Removing whitespace from strings in Prolog

2019-07-07 08:06发布

问题:

I wrote parser in Prolog. I haven't finished yet. It is a part of code. The next step is killing all whitespace in string.

parse(Source, Tree) :-  kill_whitespace(Source, CleanInput), % remove whitespaces
                        actual_parse(CleanInput, Tree).

actual_parse(CleanInput, Tree):- phrase(expr(Tree),CleanInput).

expr(Ast) --> term(Ast1), expr_(Ast1,Ast).
expr_(Acc,Ast) --> " + ", !, term(Ast2), expr_(plus(Acc,Ast2), Ast).
expr_(Acc,Ast) --> " - ", !, term(Ast2), expr_(minus(Acc,Ast2), Ast).
expr_(Acc,Acc) --> [].

term(Ast) --> factor(Ast1), term_(Ast1,Ast).
term_(Acc,Ast) --> " * ", !, factor(Ast2), term_(mul(Acc,Ast2),Ast).
term_(Acc,Ast) --> " ** ", !, factor(Ast2), term_(pol(Acc,Ast2),Ast).
term_(Acc,Acc) --> [].

factor(Ast) --> "(", !, expr(Ast), ")".
factor(D)--> [X], { X >= 48 , X=<57 , D is X-48 }.
factor(id(N,E)) --> "x", factor(N), ":=", expr(E), ";".

For example:

?- parse("x2:=4",T).
    T = id(2, 4)

True! But, when I write:

?- parse("x2 := 4",T).
false.

It must be true as well and it should be a filter: kill_whitespace(Source, CleanInput).

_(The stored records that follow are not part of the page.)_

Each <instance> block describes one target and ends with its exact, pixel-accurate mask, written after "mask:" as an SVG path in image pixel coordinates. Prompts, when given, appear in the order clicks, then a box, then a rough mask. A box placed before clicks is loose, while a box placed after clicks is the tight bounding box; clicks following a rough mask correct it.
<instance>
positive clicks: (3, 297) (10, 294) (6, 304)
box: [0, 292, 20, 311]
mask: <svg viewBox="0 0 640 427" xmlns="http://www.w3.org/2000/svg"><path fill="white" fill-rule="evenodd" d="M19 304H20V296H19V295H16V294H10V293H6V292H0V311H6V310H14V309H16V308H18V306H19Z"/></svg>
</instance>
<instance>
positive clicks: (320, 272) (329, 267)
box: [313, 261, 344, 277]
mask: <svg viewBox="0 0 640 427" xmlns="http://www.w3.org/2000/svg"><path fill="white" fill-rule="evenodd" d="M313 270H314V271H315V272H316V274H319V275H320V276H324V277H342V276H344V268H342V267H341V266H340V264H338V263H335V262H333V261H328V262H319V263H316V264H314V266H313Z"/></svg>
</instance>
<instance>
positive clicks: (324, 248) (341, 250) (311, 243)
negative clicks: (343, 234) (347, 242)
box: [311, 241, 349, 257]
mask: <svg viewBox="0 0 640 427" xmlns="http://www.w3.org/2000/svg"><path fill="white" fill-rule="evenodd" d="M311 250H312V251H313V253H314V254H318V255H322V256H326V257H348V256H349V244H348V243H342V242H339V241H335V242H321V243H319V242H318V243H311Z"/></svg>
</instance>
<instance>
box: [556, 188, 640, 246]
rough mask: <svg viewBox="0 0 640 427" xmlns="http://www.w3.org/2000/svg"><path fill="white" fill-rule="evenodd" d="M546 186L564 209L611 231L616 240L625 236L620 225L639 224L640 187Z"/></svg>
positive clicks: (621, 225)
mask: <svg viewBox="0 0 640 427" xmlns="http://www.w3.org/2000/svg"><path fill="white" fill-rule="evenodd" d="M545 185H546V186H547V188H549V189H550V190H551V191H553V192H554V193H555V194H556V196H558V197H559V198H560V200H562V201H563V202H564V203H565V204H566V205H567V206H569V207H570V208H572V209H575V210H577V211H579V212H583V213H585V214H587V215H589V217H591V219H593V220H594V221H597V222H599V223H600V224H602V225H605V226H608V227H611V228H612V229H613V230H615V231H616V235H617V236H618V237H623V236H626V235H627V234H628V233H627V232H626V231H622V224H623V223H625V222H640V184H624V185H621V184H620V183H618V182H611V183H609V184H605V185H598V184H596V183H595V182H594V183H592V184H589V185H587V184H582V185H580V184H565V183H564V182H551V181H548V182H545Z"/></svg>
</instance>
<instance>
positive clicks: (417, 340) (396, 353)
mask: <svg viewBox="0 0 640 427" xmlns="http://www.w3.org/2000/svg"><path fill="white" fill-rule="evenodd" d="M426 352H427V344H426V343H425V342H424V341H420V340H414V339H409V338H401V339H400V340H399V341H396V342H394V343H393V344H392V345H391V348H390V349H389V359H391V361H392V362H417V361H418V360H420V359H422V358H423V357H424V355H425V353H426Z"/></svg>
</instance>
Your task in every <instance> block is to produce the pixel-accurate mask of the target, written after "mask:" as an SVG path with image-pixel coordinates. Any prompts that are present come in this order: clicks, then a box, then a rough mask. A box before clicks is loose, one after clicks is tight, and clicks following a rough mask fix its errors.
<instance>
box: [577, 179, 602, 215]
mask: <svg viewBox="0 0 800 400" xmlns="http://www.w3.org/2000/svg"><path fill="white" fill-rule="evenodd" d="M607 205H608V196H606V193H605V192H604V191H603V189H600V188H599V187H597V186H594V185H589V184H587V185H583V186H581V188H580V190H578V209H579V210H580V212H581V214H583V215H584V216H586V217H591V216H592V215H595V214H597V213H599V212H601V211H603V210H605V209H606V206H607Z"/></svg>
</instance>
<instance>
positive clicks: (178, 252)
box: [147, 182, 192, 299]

Different solutions are inefficient. How can I do that?

回答1:

I usually place a 'skip' non terminal where space can occurs. Such skip usually discards comments as well as any other 'uninteresting' text.

To keep as simpler as possible:

% discard any number of spaces
s --> "" ; " ", s.

I prefer a short name, to keep the grammar clean. To discard newlines etc.. as well:

s --> "" ; (" ";"\t";"\n";"\r"), s.

A 'style' note: instead of

parse(Source, Tree) :-
   expr(Tree, Source, []).

you could consider

parse(Source, Tree) :-
   phrase(expr(Tree), Source).


回答2:

well, the easy way is to parse the string and remove whitespace/keep only non-whispace with a filter predicate. But this requires a second parse.

An other way to fix it is to use your own predicate to "get" characters,
i.e. foo --> "a". becomes foo --> get("a"). where get//1 is something like:

get(X) --> [X].
get(X) --> whitespace, get(X).


回答3:

The usual way of writing a parser is to write it in two stages:

The first stage conducts lexical analysis and produces a stream of tokens. Whitespace and other "tokens" not significant to the parse (e.g., comments) are discarded at this point.

The second stage conducts the parse itself, examining the list of tokens produced by the lexical analyzer.